11. The system according to claim 10, further comprising a user interface for a user to edit a model based on input from a physician.

12. It is a method, To acquire one or more catheter trajectories in real time during the ablation procedure, To provide a trained neural network, the pre-trained neural network is trained based on the dataset and one or more catheter trajectories. The atrial shape is approximated using the aforementioned trained neural network and one or more portions of the transverse catheter pathway. To generate a three-dimensional model output from the trained neural network and the atrial shape, The three-dimensional model output as early visualization in the ablation procedure is displayed, Methods that include...

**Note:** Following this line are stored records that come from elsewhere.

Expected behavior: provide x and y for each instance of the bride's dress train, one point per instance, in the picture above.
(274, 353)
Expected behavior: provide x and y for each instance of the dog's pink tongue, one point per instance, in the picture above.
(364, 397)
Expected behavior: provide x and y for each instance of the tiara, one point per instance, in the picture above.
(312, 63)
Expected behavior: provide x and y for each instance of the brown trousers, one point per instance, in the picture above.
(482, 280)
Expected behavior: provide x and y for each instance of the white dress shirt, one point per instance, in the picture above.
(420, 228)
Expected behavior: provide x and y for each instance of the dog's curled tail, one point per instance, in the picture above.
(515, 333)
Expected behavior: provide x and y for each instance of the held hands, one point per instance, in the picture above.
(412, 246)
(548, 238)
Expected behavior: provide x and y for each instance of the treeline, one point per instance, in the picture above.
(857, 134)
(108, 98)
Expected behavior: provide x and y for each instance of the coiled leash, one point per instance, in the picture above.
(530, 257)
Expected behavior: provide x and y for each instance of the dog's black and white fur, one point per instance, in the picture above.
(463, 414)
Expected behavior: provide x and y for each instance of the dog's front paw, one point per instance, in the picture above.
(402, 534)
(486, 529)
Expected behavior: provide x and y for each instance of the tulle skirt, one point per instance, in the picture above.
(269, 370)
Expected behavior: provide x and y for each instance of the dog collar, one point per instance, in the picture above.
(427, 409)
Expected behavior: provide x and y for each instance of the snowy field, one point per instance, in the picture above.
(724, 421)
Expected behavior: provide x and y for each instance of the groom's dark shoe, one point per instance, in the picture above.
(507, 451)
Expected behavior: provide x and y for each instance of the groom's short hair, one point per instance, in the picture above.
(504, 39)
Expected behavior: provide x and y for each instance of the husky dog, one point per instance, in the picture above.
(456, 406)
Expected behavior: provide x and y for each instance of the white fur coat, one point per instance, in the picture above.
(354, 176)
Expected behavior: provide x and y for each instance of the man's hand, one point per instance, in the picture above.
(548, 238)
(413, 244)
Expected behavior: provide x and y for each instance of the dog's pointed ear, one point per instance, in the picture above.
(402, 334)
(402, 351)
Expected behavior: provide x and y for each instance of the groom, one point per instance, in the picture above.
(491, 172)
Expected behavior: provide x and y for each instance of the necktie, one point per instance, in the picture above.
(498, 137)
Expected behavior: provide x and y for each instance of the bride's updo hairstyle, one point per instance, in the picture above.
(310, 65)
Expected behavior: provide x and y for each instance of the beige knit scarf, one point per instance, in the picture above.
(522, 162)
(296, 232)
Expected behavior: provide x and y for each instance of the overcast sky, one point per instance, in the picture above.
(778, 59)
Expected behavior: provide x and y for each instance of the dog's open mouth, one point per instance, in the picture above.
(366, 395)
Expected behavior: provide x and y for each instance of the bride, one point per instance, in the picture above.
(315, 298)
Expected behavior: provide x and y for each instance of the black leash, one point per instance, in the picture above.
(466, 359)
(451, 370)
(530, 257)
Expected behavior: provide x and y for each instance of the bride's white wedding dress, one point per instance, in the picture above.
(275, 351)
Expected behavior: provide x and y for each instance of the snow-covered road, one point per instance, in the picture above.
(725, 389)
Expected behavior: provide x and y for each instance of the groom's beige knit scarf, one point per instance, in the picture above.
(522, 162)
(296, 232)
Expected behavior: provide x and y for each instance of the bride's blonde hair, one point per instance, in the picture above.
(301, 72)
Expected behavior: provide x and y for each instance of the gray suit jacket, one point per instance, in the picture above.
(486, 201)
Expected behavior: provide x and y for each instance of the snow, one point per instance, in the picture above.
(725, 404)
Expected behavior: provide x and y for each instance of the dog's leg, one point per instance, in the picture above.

13. The method according to claim 12, further comprising performing pre-training on one or more neural networks to provide the pre-trained neural networks.

14. The method according to claim 13, wherein the input for pre-training includes training one or more geometric primitives and one or more trajectories.

15. The method according to claim 13, wherein the output primitive is modified by translation, rotation, size, shape, probability of existence, tapering, and bending parameters.

16. The method according to claim 12, wherein one or more catheter trajectories include an input path representing the occupied volume.

17. The method according to claim 12, wherein the pre-trained neural network includes a super-second-order neural network.

18. The method according to claim 12, wherein the training is performed using one or more loss portions.

19. The method according to claim 12, wherein the training is performed using a linear transformation.

20. The method according to claim 19, wherein the linear transformation is configured to bias the output of the neural network to generate geometric features of the left atrium.